If Monday's action was led by the Shanghai sell-off, Tuesday's early market developments had all the markings of the Berlin bounce. German investor confidence rose to its highest level in three years this month, following readings of an expanding economy during Q2. No V-shaped recovery, this. Good enough for a pop in the DAX and other markets, that's for sure. And, of late, any time the equity markets either swoon or jump back to life, so does gold; in a cheek-to-cheek-close tango. This morning was no different.

The number of nations appearing to be finally making an exit out of the dark woods of 2007-2009 is growing, and along with them, the levels of confidence among global investors. France and Japan posted 'almost all-clear' economic flags last week. Prayers for no more macro-level surprises accompany every investment decision that is even slightly more than a pure speculative toss of the dice. Read: this is still recently cooled lava and treading lightly is beyond well-advised.

Gold prices rebounded by about 0.36% early on Tuesday, motivated primarily (again) by a dollar whose three-day long wind in the sails was diverted by a rise in the euro after the aforementioned German confidence level readings. A 75-cent gain in crude oil added support to today's bounce as well. However, just like the big picture recovery is still fuzzy around the edges, gold's comeback following its worst slide since spring looks somewhat like a toddler's first steps. There is much strengthening still required, and balance still to be gained. And, yes, there will be a few sit-downs in the interim. For the moment, gold investors appear to be rooting for the same thing that stock buyers are hoping for: banishing the threat of deflation and opting for the (market) 'benefits' of inflation.

New York spot dealings opened with a $3.70 per ounce gain in gold. The yellow metal was quoted at $936.90 on the bid side, while players eyed he next delicate steps in the dollar-oil-stocks-gold dance, one that -as we said- normally does not include stocks in the picture. Silver was grappling with the task of maintaining the $14 level at the open, adding one penny to start at $13.99 an ounce. Platinum lost another $2 and opened at $1219 - that's nearly $100 lower than what the noble metal traded at, as recently as the 5th of the month. Palladium rose $1 to the $267 per ounce level.

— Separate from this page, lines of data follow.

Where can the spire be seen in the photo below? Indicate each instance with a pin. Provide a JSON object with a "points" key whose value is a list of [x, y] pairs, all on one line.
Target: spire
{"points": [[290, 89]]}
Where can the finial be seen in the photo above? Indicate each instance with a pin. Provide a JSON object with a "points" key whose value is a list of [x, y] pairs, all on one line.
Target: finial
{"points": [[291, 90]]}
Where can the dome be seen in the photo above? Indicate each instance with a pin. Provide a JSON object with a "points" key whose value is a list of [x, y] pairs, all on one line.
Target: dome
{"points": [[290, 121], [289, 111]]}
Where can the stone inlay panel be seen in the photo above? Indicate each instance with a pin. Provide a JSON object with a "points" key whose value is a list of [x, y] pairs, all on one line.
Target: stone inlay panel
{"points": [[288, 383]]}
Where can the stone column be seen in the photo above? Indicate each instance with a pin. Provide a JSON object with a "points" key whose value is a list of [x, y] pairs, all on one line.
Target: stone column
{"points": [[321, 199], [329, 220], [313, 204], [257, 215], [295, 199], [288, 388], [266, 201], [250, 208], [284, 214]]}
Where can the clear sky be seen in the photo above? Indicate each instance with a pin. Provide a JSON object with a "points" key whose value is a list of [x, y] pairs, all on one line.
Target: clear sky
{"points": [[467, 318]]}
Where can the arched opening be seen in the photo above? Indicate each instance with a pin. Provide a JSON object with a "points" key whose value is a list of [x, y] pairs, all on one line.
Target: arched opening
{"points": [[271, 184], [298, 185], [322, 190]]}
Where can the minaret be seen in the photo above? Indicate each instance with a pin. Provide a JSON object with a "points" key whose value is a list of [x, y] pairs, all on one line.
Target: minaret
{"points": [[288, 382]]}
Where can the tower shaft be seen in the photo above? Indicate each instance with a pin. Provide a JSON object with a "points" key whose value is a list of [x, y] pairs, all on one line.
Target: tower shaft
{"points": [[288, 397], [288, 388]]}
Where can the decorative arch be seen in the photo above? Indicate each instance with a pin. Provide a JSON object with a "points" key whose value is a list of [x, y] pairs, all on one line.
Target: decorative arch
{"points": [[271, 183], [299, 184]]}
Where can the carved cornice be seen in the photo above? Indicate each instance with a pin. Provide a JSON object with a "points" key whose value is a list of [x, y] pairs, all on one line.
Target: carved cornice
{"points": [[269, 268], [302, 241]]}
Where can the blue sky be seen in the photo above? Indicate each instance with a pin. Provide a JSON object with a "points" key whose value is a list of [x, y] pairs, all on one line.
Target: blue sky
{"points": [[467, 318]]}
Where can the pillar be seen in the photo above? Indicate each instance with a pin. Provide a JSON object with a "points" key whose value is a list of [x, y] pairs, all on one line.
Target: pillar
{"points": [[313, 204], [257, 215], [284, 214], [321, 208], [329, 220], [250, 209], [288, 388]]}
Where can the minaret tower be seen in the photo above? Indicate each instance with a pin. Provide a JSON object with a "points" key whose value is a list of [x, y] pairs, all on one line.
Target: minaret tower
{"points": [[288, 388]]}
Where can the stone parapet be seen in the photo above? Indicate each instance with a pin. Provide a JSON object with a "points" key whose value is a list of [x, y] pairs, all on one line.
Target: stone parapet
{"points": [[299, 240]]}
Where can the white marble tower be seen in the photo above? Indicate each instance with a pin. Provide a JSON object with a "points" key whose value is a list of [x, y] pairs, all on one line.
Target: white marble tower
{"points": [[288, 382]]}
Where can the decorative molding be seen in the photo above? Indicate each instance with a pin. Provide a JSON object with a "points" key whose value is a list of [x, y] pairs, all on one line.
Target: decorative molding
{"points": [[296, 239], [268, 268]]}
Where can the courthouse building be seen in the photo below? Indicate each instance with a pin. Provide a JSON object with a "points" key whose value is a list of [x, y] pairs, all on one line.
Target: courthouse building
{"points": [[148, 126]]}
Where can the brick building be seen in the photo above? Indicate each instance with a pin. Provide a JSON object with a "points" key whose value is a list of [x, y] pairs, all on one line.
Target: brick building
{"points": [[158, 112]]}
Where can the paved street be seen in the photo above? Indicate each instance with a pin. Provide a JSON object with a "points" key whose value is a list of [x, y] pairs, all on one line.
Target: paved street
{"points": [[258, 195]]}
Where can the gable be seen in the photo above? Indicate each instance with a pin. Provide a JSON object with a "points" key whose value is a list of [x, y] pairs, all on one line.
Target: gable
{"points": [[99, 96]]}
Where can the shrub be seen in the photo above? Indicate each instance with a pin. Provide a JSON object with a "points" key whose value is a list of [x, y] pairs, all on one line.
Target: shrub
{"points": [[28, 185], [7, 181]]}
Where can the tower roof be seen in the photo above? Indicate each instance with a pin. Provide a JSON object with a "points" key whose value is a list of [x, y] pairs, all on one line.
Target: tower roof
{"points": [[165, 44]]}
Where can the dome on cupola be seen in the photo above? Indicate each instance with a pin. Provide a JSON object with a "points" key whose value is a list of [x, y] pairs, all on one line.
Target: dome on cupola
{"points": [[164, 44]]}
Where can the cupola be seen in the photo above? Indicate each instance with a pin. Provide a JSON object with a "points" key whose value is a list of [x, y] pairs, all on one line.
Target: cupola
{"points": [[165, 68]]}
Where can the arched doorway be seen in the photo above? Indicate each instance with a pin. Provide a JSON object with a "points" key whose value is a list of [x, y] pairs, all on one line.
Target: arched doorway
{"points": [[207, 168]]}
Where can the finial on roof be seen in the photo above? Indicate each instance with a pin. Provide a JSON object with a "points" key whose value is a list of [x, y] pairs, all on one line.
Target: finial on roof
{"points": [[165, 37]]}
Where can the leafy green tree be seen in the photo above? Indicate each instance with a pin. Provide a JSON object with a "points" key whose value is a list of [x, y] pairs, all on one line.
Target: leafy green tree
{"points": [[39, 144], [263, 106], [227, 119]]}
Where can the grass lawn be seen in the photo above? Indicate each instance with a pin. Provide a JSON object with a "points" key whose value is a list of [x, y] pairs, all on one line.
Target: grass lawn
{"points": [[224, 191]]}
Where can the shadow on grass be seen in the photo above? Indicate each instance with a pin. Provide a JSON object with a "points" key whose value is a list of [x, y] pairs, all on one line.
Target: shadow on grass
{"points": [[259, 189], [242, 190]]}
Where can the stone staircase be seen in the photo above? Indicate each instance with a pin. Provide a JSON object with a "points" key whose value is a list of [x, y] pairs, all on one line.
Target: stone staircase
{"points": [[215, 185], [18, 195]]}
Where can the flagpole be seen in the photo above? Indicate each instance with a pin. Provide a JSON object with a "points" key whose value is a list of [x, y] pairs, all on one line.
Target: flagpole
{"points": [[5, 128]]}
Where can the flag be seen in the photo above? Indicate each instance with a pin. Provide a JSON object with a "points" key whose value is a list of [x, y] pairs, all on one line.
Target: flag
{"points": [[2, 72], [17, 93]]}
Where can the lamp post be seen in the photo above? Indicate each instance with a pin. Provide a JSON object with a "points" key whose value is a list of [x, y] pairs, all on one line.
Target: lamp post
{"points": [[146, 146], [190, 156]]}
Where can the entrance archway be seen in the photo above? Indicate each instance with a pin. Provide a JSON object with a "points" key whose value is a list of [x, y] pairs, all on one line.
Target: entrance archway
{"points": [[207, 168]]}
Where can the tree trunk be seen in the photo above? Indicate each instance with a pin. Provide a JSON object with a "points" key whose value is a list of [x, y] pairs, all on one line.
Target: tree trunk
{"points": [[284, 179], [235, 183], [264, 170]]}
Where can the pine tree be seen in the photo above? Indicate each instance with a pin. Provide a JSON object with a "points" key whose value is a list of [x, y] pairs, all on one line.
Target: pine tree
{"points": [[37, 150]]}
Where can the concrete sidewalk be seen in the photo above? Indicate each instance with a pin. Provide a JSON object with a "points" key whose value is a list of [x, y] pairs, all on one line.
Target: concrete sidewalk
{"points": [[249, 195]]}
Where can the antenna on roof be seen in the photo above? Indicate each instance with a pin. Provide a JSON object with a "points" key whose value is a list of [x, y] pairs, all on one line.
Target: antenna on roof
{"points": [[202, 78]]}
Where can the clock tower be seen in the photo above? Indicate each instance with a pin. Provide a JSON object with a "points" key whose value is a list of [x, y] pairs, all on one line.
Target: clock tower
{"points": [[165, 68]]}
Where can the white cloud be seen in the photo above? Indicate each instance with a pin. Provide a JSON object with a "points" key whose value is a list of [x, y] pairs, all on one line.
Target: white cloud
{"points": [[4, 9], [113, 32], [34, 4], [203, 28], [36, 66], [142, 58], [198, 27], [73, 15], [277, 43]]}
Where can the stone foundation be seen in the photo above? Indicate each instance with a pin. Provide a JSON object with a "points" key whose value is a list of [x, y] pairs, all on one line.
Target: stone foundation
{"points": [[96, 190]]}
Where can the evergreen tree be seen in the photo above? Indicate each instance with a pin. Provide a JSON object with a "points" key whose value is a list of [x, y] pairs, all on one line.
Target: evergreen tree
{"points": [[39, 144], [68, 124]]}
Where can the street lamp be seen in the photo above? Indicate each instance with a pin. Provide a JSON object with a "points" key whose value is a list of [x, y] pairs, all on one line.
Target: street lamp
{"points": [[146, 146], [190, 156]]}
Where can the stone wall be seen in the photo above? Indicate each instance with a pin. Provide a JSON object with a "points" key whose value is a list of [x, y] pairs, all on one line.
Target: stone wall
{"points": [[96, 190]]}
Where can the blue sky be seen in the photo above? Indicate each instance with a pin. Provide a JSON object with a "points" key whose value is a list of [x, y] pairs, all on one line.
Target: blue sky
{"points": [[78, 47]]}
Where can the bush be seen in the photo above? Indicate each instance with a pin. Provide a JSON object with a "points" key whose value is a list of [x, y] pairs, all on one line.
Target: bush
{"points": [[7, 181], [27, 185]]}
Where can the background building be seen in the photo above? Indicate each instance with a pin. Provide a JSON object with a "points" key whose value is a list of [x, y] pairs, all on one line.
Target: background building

The lack of growth in the gold ETFs continues to remain a concern for participants. It simply cannot be that every would-be pension firm or spec fund is gone fishing since early June. Confidence (or lack of same) in further and/or significant price gains beyond the mid $960s has to be part of the picture here. So does the utter disaster that Indian gold buying is turning out to be for the current year. There is no lipstick possibly thick enough to apply to this one, and even then it could not cover the cracks that have formed. Reuters paints the following picture, you draw your own conclusions:

India's July gold imports slumped by two-thirds to 7.8 tonnes from a year earlier as high prices dented demand in the world's biggest market for the metal and a drought in some parts of the country could keep buying low, the head of a trade body said on Tuesday. Monsoon rains, crucial for India's economy, have been 29 percent below average since the start of the season on June 1 and could hurt farm incomes in the hinterland and drive prices of food items higher.
People don't have money enough for essentials, why would they buy gold, said Suresh Hundia, president of the Bombay Bullion Association, who had earlier estimated imports at 8-10 tonnes. Demand for gold usually rises during the festival months from August to November, when annual bonuses and weddings spur purchases. Sales have picked up in August but they are not very robust because of firm prices, Hundia said.
High prices are also affecting demand. Gold on the Multi Commodity Exchange of India Ltd was at 14,879 rupees ($305) per 10 grams at around 0800 GMT, up 29 percent on year. India, the world's biggest consumer of gold, had imported 24 tonnes in July last year and a total of 396 tonnes in 2008, the Bombay Bullion Association data showed. Imports from January to July have plummeted 56 percent to 71.6 tonnes, compared with the same period last year, it showed. Prices were too high, said Hundia, explaining why imports fell last month against his estimates of 8-10 tonnes.
Mr. Hundia is not only impeccably honest, he goes right to the heart of the matter. His network of merchants tells a story that begins at the level of individual households, their financial condition, and perception of value.
Speaking of perceptions based on facts, this morning's stats out of the US were as follows: Housing starts fell 1% in July. Producer prices fell 0.9% in July. Let the jockeying for market plays based upon these figures begin. Is deflation a non-threat? We will revisit the topic in the afternoon comment.

Have a great Tuesday. If you are not on vacation. In you are, you are having one already.